Mr. Wakata, now on his third space mission, will stay in the ISS together with a U.S. and a Russian astronaut for about 3 1/2 months — the first “long” stay in the ISS for a Japanese astronaut. He will build up and maintain the Japanese space lab Kibo attached to the ISS and will carry out various experiments, including a test to measure the efficacy of a drug to prevent osteoporosis.

Although Mr. Wakata’s activities represent the start of a new era of a manned space project involving Japanese, Japan has to decide which direction its future space development projects should take.

The United States plays a leading role in the ISS project. Construction started in 1998, is now about 80 percent complete and will be finished in 2010. Although it will be in operation through 2015, what to do with it in and after 2016 has not yet been decided. Japan has to spend ¥40 billion yearly if the ISS project continues.

To build the Kibo space lab, Japan spent ¥550 billion over 20 years since fiscal 1987. If the costs related to space shuttles and experiments in outer space are included, total spending has reached ¥680 billion. Future activities will push up total spending to near ¥1 trillion.
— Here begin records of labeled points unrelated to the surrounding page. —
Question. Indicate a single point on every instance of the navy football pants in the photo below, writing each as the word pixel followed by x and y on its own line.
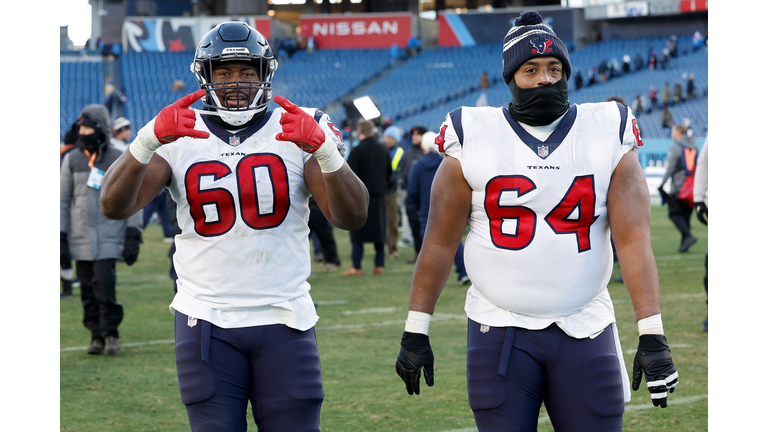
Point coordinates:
pixel 275 367
pixel 511 371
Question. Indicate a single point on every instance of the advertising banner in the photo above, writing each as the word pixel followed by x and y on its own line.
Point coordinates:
pixel 694 5
pixel 469 29
pixel 172 34
pixel 357 30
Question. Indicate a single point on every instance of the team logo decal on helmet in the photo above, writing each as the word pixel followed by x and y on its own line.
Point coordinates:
pixel 235 41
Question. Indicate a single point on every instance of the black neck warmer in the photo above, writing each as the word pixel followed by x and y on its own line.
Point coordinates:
pixel 541 105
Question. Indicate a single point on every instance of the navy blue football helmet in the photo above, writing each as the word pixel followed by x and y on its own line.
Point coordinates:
pixel 235 41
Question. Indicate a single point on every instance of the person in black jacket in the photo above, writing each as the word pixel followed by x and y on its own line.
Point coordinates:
pixel 94 241
pixel 67 274
pixel 370 161
pixel 412 154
The government’s space development headquarters also has an idea of sending a robot to the Moon by 2020 and an astronaut to it by 2030. If Japan develops its own rocket and spaceship, the cost will reach several trillion yen.

But is it really worthwhile to spend such a large amount of money on this? As Japan’s birthrate drops, the pool of science researchers will dwindle. Unmanned space missions could produce valuable scientific discoveries at relatively low costs and without human risk. The government could be better off concentrating on unmanned scientific observations of the Earth and outer space, including unmanned missions to planets.